Primeiro Apóstolo de Cristo a morrer martirizado, Tiago teve seus restos atirados para fora dos muros da cidade e recolhidos por dois de seus discípulos, que o acompanharam em sua volta à Palestina. Colocaram o corpo do Apóstolo em um navio, durante a noite, e embarcaram sem rumo determinado, apenas sob a direção dos anjos de Deus. O navio terminou por encalhar na Galícia, em Iria Flávia - hoje conhecida como Padron -, em cuja região Tiago foi enterrado, em um bosque, aproximadamente no ano 44 da Era Cristã.

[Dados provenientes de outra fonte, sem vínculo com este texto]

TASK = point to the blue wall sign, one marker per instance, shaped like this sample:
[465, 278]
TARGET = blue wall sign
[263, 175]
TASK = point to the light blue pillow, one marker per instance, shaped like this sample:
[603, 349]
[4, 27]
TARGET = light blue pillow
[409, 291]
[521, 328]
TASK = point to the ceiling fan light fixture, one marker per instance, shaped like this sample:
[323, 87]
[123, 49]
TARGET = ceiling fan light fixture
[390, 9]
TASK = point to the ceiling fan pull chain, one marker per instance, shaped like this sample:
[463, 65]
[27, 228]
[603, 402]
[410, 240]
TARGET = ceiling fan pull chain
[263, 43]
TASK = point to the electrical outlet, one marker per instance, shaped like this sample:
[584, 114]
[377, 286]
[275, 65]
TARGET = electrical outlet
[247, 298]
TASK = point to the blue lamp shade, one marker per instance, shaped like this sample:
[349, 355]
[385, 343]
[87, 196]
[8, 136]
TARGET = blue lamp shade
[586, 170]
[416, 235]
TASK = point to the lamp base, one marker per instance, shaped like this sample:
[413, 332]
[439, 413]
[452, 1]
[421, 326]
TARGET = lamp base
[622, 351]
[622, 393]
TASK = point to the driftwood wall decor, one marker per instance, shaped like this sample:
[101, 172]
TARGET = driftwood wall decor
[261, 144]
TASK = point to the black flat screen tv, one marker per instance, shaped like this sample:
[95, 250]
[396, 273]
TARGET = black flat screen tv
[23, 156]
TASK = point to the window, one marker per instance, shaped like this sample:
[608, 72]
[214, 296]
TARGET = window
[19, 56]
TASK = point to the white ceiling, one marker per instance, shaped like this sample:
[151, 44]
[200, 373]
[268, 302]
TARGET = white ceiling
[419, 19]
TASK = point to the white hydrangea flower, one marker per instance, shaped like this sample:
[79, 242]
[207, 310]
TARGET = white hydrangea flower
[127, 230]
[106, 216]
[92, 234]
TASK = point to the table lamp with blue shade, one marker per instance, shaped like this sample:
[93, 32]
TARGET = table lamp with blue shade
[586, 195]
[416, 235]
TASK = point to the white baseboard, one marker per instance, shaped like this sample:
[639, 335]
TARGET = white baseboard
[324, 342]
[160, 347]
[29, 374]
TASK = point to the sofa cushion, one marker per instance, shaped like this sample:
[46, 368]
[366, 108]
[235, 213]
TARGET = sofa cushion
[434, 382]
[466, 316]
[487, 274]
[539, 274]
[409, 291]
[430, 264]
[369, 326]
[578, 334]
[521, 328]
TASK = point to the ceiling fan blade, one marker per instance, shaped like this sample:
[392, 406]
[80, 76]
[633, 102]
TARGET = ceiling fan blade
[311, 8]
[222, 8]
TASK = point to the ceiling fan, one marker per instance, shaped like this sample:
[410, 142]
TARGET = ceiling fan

Séculos se passaram e o local foi esquecido. Por volta do ano 800 d.C., um eremita de nome Pelágio descobriu, de forma miraculosa, o ponto onde se encontrava a sepultura do Apóstolo Tiago. Estrelas cadentes iluminavam o cume de uma pequena montanha, exatamente onde havia sido construído o antigo mausoléu.

O Caminho das Estrelas

O túmulo, coberto por uma densa vegetação, começou a receber visitantes de toda parte da Europa. Em pouco tempo, o rei da Espanha, Afonso II, o Casto, ordenou que fosse levantada sobre a tumba uma pequena basílica de pedra e argila. O lugar, então, passou a ser chamado de "o campo da estrela" - campus stellae, em latim -, dando origem ao nome Compostela.

O fato tornara-se conhecido por todo o Ocidente, e a Via Láctea, imenso corredor de estrelas, passou a guiar os passos dos peregrinos, que caminhavam em direção ao Oeste, ao longo da trilha que conduzia ao túmulo do Apóstolo de Cristo.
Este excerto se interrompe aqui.